Code & notebooks for ML Experiments
labeled_dataset.csv contains a small labeled dataset of forum posts. The relevant columns are body and label_*, where * is a training objective such as intent. Note that condition, industry and credit have only two types of labels and could therefore be considered as a binary or multi-label prediction problem, while intent has 4 possible labels / classes, which means it could be considered as a mullti-label or multi-class objective.
- Data visualization
- Text representation strategies
- Cleaning (removing unwanted characters)
- Tokenization
- Per-word tokenization
- Character n-grams
- Vectorization
- Token histograms
- Normalized token histogram
- TF-IDF
- Random embeddings
- Pretrained embeddings (word2vec)
- Dimensionality reduction
- Models
- Decision tree
- Random forest
- Gradient boosted trees
- SVM
- Logistic regression
- 1-layer neural net
- 2-layer neural net
- 3-layer neural net
- LSTM
- BERT
- Effect of training objective
- 2-class problems: multi-label vs binary optimization
- 2+-class problems: multi-label vs multi-class optimization
- Multi-objective vs single-objective optimization of deep models
- Load in the dataset to a Jupyrer notebook or an interactive session in your editor (e.g. VSCode, Atom)
- Explore the data. Build histograms of class labels. Which training objectives have most data? Are all objectives usable?

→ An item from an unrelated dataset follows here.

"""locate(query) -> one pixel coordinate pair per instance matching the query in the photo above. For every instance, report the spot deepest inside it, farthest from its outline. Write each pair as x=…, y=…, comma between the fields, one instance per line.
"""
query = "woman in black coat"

- Experiment with different text representation techniques. Explore the result of tokenization by building histograms, etc. Explore what kinds of tokenization lead to what kind of vocabulary sizes. Try to find reasonable configurations that result in a not-too-large vocab size.
- Implement functionality to convert tokenized text to vector representations. Explore how to normalize, reduce dimensionality, and perform other transformations in this vector representation. Can you also visualize the documents in this vectorspace with e.g. t-SNE or similar approaches?
- Train and tune individual models. Selection of models is up to you. For deep learning models, I recommend using Pytorch. The most natural fit for this dataset is considering outputs as multi-label classification, but you can also experiment with multi-class and binary classification to see the comparison.
- Tune each model to the extent you feel is necessary.
- Write up your experiences and observations in a form you find most useful - Google Docs, Jupyter notebooks, markdown.